Platelet-derived growth factor (PDGF) is one of the numerous proteins that regulate cell growth and division. There are five different isoforms of PDGF that activate cellular response through two different receptors. Known ligands include A, B, C and D and an AB heterodimer and receptors alpha and beta. PDGF plays a role in embryonic development, cell proliferation, cell migration, and angiogenesis. PDGF has also been linked to several diseases such as atherosclerosis, fibrosis and malignant diseases.
PDGFR is characterized as a tyrosine kinase receptor, providing a link to certain types of cancer. It has also been shown that the sis oncogene is derived from the PDGF B-chain gene.
PDGF was one of the first growth factors characterized, and has led to an understanding of the mechanism of many growth factor signaling pathways. PDGF is known to exist as a dimer, and activates its signaling pathway by a ligand-induced receptor dimerization and autophosphorylation. PDGF receptors also contain many auto-phosphorylation sites, which serve to mediate binding of SH2 sites and subsequently signal corresponding pathways.

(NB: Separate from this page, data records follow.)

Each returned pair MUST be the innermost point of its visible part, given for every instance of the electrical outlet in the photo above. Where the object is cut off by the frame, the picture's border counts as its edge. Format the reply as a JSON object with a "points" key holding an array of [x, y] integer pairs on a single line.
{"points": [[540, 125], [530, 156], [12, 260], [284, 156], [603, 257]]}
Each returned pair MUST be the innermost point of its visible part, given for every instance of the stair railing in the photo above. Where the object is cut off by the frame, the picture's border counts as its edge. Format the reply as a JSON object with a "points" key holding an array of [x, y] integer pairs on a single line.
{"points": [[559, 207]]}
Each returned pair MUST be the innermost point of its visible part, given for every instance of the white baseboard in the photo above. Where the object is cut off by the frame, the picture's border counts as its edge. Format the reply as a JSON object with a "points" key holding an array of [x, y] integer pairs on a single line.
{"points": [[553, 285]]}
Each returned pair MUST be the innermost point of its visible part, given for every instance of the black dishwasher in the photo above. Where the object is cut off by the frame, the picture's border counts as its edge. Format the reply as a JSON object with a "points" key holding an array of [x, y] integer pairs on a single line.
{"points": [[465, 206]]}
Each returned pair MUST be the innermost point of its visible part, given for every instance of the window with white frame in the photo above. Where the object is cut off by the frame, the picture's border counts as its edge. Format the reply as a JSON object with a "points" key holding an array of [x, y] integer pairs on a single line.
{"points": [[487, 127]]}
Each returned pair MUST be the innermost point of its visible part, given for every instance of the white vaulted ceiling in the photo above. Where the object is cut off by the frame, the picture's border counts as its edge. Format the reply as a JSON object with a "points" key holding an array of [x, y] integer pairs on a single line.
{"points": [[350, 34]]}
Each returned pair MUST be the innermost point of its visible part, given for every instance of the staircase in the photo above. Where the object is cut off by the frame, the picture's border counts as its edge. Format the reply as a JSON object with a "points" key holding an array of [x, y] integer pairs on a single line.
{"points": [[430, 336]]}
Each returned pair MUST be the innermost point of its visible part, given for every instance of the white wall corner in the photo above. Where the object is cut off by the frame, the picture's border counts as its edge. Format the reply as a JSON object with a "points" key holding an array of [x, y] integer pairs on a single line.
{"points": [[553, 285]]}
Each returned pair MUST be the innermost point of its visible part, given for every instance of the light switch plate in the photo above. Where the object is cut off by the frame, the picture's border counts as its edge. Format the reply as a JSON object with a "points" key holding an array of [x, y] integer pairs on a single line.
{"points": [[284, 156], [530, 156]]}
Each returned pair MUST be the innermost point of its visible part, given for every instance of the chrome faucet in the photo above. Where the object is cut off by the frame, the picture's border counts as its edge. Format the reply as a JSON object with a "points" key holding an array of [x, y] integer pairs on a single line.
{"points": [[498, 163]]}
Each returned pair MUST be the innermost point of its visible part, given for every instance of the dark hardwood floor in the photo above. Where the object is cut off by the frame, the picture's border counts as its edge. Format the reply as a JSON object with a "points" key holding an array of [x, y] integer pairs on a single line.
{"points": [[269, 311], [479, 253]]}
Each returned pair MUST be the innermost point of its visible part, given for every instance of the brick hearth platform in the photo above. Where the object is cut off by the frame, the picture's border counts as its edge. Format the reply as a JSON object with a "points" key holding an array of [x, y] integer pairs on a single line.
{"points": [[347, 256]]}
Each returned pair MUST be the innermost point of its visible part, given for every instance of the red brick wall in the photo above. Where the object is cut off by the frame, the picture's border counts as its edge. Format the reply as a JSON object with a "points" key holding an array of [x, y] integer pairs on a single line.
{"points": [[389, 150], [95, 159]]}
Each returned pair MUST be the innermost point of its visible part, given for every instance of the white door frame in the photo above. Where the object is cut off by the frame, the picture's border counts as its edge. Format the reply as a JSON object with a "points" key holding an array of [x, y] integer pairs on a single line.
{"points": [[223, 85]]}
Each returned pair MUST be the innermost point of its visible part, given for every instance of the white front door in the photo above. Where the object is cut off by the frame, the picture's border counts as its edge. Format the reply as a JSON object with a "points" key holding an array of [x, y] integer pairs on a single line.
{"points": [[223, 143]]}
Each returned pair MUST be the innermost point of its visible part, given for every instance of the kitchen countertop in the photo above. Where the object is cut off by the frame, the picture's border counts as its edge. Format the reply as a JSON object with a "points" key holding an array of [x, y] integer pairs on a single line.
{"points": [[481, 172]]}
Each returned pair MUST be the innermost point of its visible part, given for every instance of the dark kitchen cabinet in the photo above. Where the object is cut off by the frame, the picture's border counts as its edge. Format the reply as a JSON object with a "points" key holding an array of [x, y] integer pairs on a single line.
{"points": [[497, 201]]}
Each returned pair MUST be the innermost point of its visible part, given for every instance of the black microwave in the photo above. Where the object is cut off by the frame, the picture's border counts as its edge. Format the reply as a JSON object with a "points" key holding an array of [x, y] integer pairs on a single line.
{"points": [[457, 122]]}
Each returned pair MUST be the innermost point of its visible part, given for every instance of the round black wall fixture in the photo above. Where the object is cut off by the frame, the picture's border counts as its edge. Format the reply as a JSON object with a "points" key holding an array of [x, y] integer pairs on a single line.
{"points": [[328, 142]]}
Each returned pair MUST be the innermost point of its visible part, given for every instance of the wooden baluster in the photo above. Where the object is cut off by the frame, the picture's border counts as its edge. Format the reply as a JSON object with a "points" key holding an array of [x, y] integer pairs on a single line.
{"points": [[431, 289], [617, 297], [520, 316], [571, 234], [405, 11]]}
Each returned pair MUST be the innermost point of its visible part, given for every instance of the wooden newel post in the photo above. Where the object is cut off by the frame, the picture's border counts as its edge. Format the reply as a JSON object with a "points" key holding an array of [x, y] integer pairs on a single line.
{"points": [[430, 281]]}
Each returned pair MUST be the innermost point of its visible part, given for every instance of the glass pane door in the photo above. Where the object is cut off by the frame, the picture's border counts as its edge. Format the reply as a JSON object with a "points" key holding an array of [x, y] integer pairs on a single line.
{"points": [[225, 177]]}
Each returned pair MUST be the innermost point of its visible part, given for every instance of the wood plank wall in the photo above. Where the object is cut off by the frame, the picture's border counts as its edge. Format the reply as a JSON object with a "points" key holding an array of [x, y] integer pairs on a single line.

Like many other growth factors that have been linked to disease, PDGF has provided a market for protein receptor antagonists to treat disease. Such antagonists usually include specific antibodies that target the molecule of interest, which only act in a neutralizing manner. However, recent developments have allowed some biotechnology companies to circumvent this problem by creating specialized molecules that not only bind the protein of interest, but also destroy it in an enzymatic fashion.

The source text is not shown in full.